Your only real chance to capture the reception details without a bunch of people in the room is during cocktail hour. This can be a challenge because that’s generally when you’re finishing up any last-minute portraits you didn’t have time to capture before the ceremony. But if you do have time, I’d recommend having your second shooter hang out at cocktail hour, capturing guests mingling with the bride and groom, while you knock out the reception details.
My biggest piece of advice here is to use natural light whenever possible. But if you’re in a dark room with no windows, try bouncing off of the ceiling or the walls. If the walls and ceiling are too dark and/or too far away, you’ll have to use off-camera flash. In this case, be sure to attach a modifier to soften the light, such as a soft box or a MagBounce, etc.

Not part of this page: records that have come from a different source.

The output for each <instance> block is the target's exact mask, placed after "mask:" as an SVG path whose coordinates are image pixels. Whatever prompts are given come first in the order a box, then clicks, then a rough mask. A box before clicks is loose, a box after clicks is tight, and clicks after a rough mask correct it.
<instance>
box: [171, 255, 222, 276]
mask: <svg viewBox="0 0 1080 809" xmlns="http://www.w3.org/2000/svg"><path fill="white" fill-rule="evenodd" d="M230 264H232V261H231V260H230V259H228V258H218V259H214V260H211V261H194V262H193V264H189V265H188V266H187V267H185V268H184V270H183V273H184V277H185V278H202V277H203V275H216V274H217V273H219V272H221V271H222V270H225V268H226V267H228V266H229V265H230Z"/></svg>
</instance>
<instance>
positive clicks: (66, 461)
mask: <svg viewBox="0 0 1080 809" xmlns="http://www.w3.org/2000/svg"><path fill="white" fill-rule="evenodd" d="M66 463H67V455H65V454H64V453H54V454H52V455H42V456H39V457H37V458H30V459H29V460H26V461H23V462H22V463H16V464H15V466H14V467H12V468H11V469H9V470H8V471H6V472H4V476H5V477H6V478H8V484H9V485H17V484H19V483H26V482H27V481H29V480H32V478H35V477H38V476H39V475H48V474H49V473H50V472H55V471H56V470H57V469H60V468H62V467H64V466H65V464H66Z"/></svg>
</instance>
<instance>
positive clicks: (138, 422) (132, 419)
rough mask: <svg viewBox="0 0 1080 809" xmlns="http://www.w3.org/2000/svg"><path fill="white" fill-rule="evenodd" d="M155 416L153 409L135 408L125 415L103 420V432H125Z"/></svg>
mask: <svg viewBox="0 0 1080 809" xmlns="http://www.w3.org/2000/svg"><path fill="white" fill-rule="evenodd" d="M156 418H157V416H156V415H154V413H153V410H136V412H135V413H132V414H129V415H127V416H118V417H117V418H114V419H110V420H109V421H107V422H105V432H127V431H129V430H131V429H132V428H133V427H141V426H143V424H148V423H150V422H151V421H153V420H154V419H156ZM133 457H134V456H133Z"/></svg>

When shooting the cake, be sure to get one good shot of the entire cake then a handful of closer shots of the finer details. When shooting glass wear, try focusing manually and/or using a smaller aperture. Much like the gem stones in rings, it can be difficult to auto focus on transparent objects. If there’s up lighting in the venue, you can use it to put a halo behind your subjects, giving your photos a more three-dimensional quality. Other than that, just get creative. Get low, get high. Be mindful of your compositions and try to fill the frame.
Okay. Here’s a bonus section. When I say “found details,” I mean any detail photo that wasn’t set up or posed. Found details are everywhere and they go a long way toward telling the story of the wedding day. And to me, they feel a bit more memorable because they depict a real moment in time that will most likely never be repeated. Remember what I’ve been preaching about getting low, getting high, getting close, getting far? Well, this is the “getting close” part.
So once you’ve nailed all of the great reception details, you should have a spare four seconds or so to get into position for the introduction of the bride and groom into the reception.